I went to my superiors, my voice steady but urgent. “We need to start telling the public what’s going on.” Yet the room responded with hesitation. “We need to be careful,” they said. “We don’t want to cause panic.” Their eyes reflected something I had learned to recognize — a mixture of disbelief and political caution, the paralysis of systems built to avoid upheaval rather than confront crisis. The machinery of government, vast and deliberate, stalled when faced with urgency. Days slipped by as I pushed for testing protocols, for data transparency, for clarity in communication. But the doors stayed closed.
The virus, unbound by bureaucratic constraints, spread like wildfire. It rippled through nursing homes, swept across hospitals, crept into every corner of our state. Behind my desk, the numbers climbed, each one a life, a family, a story. I begged for permission to share data — to provide researchers with the tools to track the outbreak, to arm journalists with facts to hold the public safe. Yet the approvals never came. I was told to wait, to hold the data close, to trust the process. I could feel time slipping, precious hours bleeding away.
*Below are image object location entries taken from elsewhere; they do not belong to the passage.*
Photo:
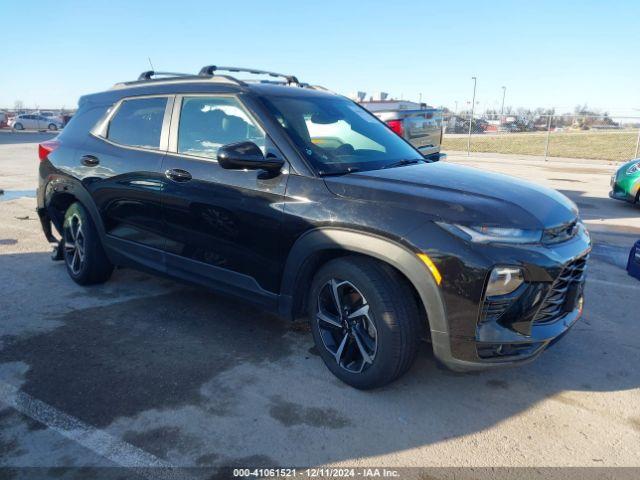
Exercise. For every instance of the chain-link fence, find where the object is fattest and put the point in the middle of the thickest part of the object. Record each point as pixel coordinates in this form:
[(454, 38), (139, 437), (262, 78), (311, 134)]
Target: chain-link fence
[(597, 137)]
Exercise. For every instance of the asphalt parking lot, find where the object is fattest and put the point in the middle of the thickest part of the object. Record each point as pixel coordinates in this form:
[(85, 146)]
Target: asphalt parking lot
[(143, 371)]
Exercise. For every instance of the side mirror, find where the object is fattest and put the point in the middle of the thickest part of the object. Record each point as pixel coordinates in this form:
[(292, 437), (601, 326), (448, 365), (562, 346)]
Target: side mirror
[(246, 155)]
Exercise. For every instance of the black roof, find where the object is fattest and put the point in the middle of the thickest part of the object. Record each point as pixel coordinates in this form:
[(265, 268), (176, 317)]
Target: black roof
[(208, 80)]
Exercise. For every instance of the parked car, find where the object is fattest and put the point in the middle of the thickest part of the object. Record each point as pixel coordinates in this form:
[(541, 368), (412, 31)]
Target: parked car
[(34, 121), (303, 202), (416, 123), (625, 183)]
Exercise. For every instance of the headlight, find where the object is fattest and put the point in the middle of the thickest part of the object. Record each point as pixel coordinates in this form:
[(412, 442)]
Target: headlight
[(504, 280), (635, 168), (485, 234)]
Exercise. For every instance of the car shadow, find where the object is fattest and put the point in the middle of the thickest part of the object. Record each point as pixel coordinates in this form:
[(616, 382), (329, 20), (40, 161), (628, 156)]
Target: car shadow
[(200, 379)]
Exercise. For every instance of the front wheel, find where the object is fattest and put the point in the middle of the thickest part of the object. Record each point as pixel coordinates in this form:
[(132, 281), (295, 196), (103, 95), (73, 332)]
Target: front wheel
[(364, 320), (86, 261)]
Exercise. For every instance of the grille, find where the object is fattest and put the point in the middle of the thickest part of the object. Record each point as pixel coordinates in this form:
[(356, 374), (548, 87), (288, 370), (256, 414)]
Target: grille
[(553, 305)]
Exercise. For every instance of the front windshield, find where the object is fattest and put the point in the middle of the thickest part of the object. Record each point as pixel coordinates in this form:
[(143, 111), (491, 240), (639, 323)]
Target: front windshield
[(338, 136)]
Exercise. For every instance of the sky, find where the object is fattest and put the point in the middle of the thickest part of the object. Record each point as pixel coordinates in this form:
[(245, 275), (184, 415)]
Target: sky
[(550, 54)]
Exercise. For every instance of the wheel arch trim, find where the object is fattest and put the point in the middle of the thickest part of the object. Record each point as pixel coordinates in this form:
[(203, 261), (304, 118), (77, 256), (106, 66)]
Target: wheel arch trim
[(62, 185), (381, 248)]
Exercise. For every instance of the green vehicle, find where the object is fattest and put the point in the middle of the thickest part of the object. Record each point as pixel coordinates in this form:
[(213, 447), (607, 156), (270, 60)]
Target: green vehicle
[(625, 184)]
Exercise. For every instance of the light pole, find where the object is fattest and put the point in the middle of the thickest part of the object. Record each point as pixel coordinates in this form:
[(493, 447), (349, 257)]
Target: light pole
[(473, 104), (638, 140)]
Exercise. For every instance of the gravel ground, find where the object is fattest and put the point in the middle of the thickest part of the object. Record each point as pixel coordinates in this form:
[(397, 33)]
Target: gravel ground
[(146, 372)]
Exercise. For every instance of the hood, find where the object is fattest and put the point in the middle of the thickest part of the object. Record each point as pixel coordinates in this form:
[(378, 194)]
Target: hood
[(459, 194)]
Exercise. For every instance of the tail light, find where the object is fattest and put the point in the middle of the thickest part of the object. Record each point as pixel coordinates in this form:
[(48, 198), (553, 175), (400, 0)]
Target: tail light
[(45, 148), (396, 126)]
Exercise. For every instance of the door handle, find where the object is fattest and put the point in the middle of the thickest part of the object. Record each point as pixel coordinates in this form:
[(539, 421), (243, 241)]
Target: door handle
[(90, 160), (178, 175)]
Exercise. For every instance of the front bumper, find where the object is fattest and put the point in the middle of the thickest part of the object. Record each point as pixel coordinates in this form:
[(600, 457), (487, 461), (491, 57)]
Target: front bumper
[(471, 343)]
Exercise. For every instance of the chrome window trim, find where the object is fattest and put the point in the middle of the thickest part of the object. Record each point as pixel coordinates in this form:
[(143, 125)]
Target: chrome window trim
[(175, 123), (101, 128)]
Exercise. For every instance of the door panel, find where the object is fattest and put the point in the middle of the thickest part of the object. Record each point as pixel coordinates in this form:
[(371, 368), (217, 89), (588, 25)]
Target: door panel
[(120, 166), (125, 185), (222, 225)]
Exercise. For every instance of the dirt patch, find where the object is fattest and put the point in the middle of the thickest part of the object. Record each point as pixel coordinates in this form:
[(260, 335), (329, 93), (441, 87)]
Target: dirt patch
[(291, 414), (159, 441)]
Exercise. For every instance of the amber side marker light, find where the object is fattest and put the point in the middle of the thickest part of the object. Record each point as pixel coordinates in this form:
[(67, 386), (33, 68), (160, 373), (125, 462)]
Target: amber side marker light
[(431, 266)]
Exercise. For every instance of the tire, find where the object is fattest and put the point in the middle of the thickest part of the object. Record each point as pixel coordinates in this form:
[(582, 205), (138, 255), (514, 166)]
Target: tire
[(84, 256), (391, 345)]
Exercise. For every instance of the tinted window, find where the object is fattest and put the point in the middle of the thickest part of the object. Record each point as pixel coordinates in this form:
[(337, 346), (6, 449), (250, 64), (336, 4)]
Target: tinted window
[(207, 123), (138, 122), (337, 135)]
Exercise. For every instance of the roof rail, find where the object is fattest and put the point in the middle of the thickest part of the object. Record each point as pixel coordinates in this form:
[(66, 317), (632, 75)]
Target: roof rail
[(152, 73), (208, 70)]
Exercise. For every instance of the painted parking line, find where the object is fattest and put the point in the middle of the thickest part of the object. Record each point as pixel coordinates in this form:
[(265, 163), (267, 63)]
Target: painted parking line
[(98, 441), (631, 286)]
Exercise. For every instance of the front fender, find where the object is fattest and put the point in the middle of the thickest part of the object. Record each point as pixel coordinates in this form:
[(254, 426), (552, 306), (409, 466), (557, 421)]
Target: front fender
[(394, 253)]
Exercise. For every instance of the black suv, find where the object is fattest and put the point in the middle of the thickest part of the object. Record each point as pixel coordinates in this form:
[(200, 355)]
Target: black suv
[(301, 201)]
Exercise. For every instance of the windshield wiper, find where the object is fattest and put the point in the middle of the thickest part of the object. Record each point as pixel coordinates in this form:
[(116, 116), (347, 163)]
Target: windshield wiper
[(338, 173), (403, 162)]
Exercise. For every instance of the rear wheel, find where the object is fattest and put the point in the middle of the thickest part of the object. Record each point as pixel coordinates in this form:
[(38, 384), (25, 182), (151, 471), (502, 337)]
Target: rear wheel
[(84, 256), (364, 321)]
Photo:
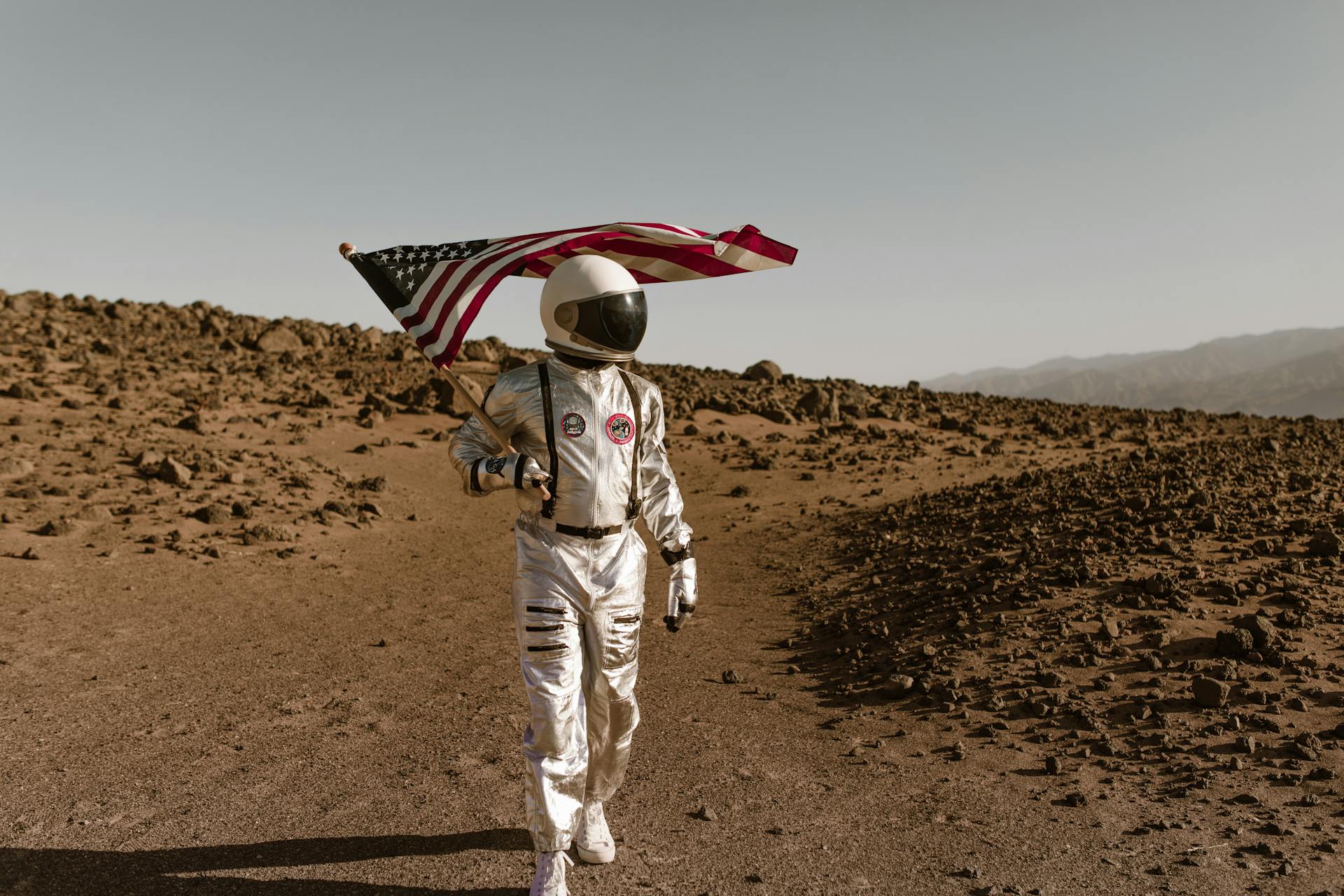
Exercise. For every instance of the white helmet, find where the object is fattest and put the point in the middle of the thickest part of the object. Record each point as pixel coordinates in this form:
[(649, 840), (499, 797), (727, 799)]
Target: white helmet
[(593, 308)]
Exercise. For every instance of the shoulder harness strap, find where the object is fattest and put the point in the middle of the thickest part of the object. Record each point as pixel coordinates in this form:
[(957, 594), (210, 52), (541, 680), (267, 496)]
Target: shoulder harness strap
[(549, 505), (634, 507)]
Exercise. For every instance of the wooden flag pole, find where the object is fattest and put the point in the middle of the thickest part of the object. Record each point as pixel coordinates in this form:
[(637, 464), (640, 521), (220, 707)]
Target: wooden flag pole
[(346, 251), (477, 410)]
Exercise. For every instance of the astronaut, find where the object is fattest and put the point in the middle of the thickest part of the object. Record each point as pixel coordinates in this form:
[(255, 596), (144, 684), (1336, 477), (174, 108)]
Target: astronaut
[(589, 463)]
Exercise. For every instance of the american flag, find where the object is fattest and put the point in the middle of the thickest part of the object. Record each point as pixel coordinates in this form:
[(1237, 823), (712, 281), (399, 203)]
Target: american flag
[(436, 292)]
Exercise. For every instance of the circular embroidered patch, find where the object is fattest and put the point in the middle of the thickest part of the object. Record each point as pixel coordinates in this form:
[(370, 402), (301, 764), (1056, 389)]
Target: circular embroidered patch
[(573, 425), (620, 429)]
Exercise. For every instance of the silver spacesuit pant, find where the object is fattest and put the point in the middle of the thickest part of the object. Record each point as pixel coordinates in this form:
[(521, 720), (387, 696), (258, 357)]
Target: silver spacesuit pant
[(577, 608)]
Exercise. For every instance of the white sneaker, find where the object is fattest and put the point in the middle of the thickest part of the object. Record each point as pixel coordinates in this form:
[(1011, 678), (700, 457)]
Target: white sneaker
[(593, 843), (550, 875)]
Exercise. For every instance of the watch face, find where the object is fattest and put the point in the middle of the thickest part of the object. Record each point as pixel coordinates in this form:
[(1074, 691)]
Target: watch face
[(573, 425), (620, 429)]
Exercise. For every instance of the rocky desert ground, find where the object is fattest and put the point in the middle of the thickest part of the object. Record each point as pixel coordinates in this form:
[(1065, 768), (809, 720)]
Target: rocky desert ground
[(255, 640)]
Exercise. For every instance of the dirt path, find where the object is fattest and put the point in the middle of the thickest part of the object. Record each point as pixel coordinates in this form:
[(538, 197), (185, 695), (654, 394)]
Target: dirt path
[(346, 720)]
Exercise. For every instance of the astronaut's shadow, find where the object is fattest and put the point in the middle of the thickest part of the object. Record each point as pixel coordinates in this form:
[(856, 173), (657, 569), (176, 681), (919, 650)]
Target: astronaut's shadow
[(78, 872)]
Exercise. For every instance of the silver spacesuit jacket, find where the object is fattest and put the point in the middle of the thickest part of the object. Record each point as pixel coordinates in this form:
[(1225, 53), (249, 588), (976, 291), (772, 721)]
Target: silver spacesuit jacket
[(596, 441), (578, 599)]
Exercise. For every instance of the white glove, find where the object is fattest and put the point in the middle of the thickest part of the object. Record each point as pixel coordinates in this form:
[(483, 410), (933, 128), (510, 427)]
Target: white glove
[(683, 593)]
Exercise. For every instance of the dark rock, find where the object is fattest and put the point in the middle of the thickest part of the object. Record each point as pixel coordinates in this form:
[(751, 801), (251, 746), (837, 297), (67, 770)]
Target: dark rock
[(764, 372), (1210, 692)]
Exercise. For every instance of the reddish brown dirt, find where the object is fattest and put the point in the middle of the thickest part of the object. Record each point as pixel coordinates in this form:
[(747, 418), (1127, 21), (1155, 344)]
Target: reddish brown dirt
[(340, 713)]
In those moments, I understood that this was not just a fight against a virus, but a battle against fear itself — fear of truth, fear of consequences, fear of losing control. The data, so often portrayed as cold and clinical, was in fact a living testament to human suffering. And yet it was being shaped, molded, censored in the service of politics. My conscience gnawed at me, each withheld report a silent betrayal of the people we served.